BRIEF DESCRIPTION OF THE DRAWINGS

[0014] Non-limiting and non-exhaustive embodiments of the present invention are described with reference to the following figures, wherein like reference numerals refer to like parts throughout the various views unless otherwise specified.

[0015] FIG. 1 is a block diagram of a network printing system that can implement an embodiment of the invention.

[0016] FIG. 2 is a block diagram of a printer device, in accordance with an embodiment of the invention.

[0017] FIG. 3 is a block diagram of stored information that stores a printing mode, as used in an embodiment of the invention.

[0018] FIG. 4 is flowchart of a method in accordance with an embodiment of the invention.

DETAILED DESCRIPTION OF PREFERRED EMBODIMENTS

[0019] In the description herein, numerous specific details are provided, such as examples of components and/or methods, to provide a thorough understanding of embodiments of the invention. One skilled in the relevant art will recognize, however, that an embodiment of the invention can be practiced without one or more of the specific details, or with other apparatus, systems, methods, components, materials, parts, and/or the like.
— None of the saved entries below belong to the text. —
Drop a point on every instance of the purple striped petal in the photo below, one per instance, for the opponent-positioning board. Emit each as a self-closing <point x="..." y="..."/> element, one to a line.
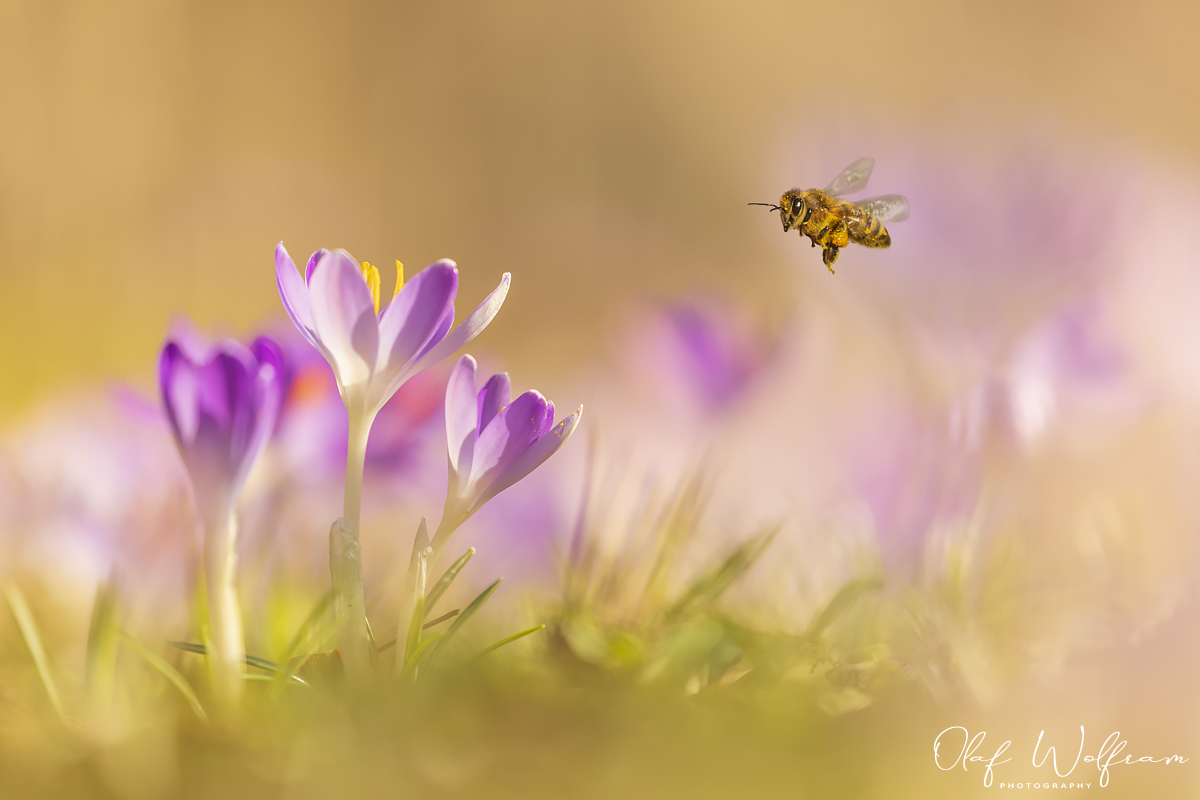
<point x="317" y="254"/>
<point x="507" y="438"/>
<point x="418" y="317"/>
<point x="221" y="411"/>
<point x="345" y="319"/>
<point x="496" y="395"/>
<point x="461" y="416"/>
<point x="533" y="457"/>
<point x="469" y="329"/>
<point x="294" y="294"/>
In other instances, well-known structures, materials, or operations are not shown or described in detail to avoid obscuring aspects of embodiments the invention.

[0020] In current technology, if a network administrator permits a user(s) to independently install print tools for his/her computer, then the print tool installation(s) might occur such that the administrator may not be able to manage the printing infrastructure in a computer network. For example, an administrator may have designed the printing infrastructure such that print jobs are spooled and printed to a specific spooler in a server. This specific spooler may, for example, permit the administrator to manage and account for print jobs, track current print jobs, and/or discover printing problems such as printer jams by use of the specific spooler. However, a user who is independently installing print tools in his/her computer might be unaware of the specific spooler that has been installed by the administrator. As a result, the user might completely bypass the spooler and set up the printing configuration for his/her computer to occur from his/her computer directly to the printer (i.e., use a peer-to-peer printing mode); this results in the administrator to not be able to account and/or manage for the print jobs from this user's particular computer, and to not be able to obtain the benefits associated with the accounting and management of the printing infrastructure. Thus, an embodiment of the invention advantageously provides a method and apparatus (system) to permit the administrator to manage the printing infrastructure in a computer network.
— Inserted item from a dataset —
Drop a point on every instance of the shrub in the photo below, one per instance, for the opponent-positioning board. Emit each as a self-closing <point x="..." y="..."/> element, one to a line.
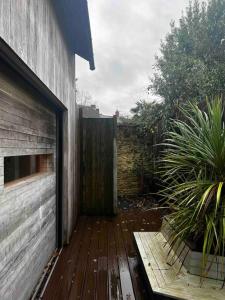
<point x="193" y="175"/>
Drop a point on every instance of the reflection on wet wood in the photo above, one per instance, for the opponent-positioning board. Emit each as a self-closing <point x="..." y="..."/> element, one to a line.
<point x="102" y="262"/>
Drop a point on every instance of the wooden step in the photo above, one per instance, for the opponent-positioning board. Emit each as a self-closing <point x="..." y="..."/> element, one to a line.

[0021] FIG. 1 is a block diagram of a network printing system 100 that can implement an embodiment of the invention. In the example network printing system 100, a network 105 permits communications between various devices that are coupled in the network 105.
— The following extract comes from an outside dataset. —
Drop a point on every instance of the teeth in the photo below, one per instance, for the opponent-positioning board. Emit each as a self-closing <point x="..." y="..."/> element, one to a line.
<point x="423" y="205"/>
[0022] In an embodiment, the network printing system 100 includes the following components: one or more client computers 107, and one or more printer device (e.g., printer devices 110 and 111 in the example of FIG. 1). A server 120 may also be included in the network printing system 100 to perform various functions such as print spooling, if a client-server printing mode (i.e., the client-server model) is used in the printing infrastructure as previously described above.

[0023] The network printing system 100 also typically includes other components that are known and are used for permitting functions in a communication network. For purposes of focusing on the embodiments of the invention, these other known components are not shown in FIG. 1.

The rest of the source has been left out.